DNA extraction and droplet digital PCR

After all outlets were collected samples were centrifuges at 800g for 5 min and supernatant was removed. Then Pure™ DNA Extraction Kit was used according to the manufacturer’s protocol. Briefly, 155 µL of digestion buffer was added to the lyophilized proteinase K and resuspended by pipetting up and down for at least 20 times. One fifty microliters of that solution was added to the cell pellets of every outlet and incubated at 65 °C for at least 3 h. After incubation, Ampure XP beads with a 1.2x ratio (v/v) was added and DNA was isolated according to the manufacturer’s protocol. Briefly, samples were under rotation for 10 min prior to magnetic separation of beads and discard of the supernatant. Then 80% ethanol was added to the tube, with samples still in the magnetic rag, and incubated for 30 s before discarding the supernatant. This process was repeated twice and then 11 microliters of water were added to the beads and resuspended. Samples were incubated for 10 min prior to collection of DNA, 10 microliters total, that was either used immediately or store at −20 °C. ddPCR was performed using the ddPCR™ KRAS G12/G13 Screening Kit #1863506 (Bio-Rad Laboratories, CA). Droplets were generated with the Auto Droplet Generator (Bio-Rad Laboratories, CA) and measured on the QX200TM Droplet Reader (Bio-Rad Laboratories, CA). PCR parameters were set according to manufacturer recommendations, 95 °C for 10 min, followed by 40 cycles of 94 °C for 30 s and 55 °C for 1 min, followed by 10 min of 98 °C. Mutant and wild-type KRAS thresholds were set to ≥ 99% of mutant (A549 cell line) and wild-type (A375 cell line) controls were positive and 100% of blanks were negative.

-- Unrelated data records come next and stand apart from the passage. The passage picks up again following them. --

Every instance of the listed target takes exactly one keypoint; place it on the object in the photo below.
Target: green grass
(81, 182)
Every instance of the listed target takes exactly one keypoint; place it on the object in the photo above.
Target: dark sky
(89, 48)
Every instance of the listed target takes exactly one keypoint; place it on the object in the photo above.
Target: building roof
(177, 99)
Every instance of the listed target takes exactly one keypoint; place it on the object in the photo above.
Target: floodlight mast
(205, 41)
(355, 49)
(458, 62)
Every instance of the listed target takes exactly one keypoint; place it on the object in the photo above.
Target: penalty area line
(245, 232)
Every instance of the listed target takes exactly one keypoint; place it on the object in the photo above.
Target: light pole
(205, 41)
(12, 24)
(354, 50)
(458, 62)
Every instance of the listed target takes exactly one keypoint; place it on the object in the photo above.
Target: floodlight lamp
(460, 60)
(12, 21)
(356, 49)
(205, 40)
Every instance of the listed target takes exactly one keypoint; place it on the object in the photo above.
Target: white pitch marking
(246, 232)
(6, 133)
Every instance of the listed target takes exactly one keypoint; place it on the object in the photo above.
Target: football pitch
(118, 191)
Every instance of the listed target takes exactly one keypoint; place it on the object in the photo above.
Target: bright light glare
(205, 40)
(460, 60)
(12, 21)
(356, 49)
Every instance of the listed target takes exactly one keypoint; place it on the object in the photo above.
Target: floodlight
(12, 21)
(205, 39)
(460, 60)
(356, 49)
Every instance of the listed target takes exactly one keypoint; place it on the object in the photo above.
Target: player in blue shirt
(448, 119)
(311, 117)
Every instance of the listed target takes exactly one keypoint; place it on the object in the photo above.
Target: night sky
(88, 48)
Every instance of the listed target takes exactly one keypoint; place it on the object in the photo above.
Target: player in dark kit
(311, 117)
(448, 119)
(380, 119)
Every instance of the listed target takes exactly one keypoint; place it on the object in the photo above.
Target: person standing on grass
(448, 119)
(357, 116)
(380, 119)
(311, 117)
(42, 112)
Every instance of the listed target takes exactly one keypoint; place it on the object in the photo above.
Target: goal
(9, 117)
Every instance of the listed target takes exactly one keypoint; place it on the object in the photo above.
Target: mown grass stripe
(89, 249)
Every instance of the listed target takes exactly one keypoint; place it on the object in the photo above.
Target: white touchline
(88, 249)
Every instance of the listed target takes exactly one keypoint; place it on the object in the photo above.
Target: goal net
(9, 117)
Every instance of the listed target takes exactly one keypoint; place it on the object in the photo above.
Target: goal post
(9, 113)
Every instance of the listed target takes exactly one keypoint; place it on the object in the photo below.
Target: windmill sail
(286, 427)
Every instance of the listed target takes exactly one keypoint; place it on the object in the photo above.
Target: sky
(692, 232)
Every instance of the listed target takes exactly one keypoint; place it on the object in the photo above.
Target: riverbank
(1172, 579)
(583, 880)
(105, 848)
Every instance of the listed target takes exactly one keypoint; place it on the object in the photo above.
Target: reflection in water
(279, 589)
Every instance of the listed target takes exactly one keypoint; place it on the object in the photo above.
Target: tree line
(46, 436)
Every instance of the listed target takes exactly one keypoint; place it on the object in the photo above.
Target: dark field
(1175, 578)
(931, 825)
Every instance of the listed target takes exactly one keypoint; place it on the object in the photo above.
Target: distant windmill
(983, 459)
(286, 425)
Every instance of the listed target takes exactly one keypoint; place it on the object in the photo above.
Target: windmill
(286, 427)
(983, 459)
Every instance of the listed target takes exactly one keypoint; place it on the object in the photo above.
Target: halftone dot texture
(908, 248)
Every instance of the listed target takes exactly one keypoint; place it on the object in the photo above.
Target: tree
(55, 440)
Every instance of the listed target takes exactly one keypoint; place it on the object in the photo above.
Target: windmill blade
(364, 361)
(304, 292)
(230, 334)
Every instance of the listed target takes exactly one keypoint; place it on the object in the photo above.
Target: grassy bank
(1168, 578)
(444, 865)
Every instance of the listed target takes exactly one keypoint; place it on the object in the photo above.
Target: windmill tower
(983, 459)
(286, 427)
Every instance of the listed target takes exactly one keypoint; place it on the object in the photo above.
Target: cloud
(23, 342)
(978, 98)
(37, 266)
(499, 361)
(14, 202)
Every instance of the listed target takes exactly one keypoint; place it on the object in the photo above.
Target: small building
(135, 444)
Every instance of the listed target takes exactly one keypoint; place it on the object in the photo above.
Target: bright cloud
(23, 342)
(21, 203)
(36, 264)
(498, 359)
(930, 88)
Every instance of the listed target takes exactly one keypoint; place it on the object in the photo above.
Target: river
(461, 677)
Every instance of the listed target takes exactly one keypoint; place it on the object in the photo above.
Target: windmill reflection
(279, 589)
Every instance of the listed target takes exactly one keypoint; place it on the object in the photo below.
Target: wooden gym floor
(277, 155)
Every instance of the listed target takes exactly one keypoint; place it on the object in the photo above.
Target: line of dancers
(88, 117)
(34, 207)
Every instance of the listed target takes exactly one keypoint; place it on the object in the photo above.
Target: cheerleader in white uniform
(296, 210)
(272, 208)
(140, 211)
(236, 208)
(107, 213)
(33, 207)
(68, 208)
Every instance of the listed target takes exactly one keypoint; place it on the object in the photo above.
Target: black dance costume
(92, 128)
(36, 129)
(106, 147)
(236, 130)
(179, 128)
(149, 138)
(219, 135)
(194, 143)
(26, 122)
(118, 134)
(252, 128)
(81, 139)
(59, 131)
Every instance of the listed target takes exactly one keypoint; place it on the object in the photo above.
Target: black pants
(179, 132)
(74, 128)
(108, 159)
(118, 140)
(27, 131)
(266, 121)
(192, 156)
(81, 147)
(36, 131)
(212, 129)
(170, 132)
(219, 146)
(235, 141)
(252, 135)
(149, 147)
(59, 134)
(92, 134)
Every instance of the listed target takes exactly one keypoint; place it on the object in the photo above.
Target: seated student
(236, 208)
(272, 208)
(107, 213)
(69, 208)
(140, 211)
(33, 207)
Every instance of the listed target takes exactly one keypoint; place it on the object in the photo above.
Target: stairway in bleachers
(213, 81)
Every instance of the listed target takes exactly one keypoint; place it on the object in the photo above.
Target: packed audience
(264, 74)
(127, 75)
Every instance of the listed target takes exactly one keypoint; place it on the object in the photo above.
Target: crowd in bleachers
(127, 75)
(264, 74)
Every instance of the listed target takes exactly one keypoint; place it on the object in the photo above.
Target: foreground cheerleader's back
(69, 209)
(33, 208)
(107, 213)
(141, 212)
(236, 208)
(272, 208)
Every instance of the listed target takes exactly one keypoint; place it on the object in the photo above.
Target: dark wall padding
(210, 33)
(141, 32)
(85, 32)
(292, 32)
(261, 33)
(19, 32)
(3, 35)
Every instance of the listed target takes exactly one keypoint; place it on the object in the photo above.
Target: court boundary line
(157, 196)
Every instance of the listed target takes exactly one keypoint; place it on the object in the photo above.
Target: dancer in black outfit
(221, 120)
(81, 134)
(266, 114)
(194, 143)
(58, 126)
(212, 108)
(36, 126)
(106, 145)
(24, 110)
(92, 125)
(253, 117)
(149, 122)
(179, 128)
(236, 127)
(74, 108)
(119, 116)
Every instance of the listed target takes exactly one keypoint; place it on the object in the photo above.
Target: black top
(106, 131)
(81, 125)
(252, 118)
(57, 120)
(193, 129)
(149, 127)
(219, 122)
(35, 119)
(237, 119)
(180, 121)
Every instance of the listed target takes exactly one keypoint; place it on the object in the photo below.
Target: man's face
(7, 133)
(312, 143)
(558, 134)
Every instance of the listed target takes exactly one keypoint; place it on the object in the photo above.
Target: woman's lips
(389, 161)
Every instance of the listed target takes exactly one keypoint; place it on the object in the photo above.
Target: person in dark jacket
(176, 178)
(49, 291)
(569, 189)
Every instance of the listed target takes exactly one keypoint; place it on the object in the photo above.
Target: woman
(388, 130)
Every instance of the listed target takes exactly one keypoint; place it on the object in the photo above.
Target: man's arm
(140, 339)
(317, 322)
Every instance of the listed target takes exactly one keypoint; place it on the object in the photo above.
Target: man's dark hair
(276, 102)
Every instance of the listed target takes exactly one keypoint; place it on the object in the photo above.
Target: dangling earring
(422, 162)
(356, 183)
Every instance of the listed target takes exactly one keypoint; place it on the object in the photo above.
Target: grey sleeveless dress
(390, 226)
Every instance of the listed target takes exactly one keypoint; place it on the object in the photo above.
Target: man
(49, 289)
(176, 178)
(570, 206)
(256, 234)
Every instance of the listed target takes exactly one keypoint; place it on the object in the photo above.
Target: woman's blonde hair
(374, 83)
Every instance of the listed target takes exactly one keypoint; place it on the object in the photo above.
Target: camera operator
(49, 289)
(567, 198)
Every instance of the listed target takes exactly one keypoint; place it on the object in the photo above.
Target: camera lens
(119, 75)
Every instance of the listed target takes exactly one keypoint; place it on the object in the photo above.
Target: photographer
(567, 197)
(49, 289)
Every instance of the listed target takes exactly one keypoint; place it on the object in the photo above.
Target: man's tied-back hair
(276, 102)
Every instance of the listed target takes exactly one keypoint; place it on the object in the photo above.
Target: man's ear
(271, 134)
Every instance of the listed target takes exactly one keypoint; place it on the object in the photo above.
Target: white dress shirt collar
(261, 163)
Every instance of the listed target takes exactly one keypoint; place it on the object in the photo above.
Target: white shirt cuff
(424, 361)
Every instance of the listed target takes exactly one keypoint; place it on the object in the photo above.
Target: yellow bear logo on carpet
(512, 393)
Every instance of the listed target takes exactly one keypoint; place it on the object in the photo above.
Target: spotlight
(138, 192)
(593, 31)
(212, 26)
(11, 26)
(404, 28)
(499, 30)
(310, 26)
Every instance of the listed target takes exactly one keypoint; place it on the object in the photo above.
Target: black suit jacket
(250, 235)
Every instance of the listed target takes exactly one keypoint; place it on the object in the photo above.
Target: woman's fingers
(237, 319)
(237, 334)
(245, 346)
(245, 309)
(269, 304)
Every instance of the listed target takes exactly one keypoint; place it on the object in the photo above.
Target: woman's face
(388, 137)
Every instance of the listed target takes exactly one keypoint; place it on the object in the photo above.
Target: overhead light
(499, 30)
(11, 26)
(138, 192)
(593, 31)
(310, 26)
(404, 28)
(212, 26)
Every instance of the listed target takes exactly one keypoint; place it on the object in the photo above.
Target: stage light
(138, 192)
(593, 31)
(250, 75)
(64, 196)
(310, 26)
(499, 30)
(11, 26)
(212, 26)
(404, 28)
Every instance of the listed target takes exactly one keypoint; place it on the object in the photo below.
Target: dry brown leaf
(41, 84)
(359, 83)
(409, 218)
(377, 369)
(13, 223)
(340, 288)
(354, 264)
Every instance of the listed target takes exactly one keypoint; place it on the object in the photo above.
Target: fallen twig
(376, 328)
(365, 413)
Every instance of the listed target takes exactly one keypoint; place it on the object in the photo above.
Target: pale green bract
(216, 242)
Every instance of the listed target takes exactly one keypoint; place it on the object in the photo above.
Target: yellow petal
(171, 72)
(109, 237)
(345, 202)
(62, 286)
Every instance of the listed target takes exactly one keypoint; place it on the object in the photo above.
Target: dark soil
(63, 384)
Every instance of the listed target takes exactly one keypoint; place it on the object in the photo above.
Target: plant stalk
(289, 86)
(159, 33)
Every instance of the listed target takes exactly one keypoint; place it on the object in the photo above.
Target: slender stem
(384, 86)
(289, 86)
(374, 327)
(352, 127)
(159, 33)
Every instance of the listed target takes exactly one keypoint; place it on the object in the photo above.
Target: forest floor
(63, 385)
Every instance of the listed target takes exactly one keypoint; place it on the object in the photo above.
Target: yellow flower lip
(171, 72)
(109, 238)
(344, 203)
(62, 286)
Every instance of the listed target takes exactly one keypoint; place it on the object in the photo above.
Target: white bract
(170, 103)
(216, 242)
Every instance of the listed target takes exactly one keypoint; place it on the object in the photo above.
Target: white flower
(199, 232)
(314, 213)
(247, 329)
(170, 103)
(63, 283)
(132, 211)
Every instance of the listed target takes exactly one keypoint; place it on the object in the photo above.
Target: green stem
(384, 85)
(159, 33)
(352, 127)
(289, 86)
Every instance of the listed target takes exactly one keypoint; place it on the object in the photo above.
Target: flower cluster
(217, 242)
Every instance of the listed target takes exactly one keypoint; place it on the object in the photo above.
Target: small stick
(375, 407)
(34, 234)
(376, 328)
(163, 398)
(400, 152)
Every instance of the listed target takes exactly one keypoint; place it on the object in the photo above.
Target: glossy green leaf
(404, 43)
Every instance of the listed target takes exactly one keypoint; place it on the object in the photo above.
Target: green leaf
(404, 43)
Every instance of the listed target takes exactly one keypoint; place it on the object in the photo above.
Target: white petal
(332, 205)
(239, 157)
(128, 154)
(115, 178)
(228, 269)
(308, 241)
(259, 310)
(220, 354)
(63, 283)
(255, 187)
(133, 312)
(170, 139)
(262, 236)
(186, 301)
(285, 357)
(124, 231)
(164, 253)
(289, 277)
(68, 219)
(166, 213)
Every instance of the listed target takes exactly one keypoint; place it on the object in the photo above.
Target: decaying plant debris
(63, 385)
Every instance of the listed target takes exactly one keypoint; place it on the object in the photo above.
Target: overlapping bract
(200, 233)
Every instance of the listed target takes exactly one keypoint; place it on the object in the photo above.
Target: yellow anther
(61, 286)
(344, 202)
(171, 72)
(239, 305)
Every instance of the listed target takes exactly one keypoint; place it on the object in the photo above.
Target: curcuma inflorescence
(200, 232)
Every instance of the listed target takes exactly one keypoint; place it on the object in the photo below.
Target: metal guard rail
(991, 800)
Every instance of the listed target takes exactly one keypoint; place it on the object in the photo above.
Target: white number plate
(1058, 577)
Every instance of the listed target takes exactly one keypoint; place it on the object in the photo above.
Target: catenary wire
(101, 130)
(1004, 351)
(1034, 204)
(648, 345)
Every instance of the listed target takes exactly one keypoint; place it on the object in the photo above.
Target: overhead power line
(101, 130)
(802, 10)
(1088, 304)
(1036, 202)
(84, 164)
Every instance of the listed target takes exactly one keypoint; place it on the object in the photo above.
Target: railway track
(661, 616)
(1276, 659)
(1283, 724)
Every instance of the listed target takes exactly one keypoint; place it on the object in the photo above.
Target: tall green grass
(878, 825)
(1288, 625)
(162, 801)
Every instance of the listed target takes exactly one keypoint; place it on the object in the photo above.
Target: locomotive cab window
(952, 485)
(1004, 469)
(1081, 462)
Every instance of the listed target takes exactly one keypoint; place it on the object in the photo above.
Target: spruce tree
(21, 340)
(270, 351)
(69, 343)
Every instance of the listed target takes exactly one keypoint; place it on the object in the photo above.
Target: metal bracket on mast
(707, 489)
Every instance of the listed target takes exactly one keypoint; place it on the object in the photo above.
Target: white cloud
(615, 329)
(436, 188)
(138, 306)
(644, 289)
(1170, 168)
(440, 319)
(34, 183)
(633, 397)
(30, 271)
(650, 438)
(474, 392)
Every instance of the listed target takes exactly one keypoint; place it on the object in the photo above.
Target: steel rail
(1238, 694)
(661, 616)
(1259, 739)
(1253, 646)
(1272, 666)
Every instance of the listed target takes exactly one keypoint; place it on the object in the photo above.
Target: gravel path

Statistics and reproducibility

For Fig. 3c and Supplementary Fig. 3, Unpair t test was performed to determine significance levels using Prism version 9.0 (GraphPad), P values are indicated by asterisks; P ≤ 0.05 (*) and P ≤ 0.0001 (****). For Fig. 3d, Fisher’s exact test was performed to determine significance levels using Prism version 9.0 (GraphPad); P = 0.048.

Reporting summary

Further information on research design is available in the Nature Research Reporting Summary linked to this article.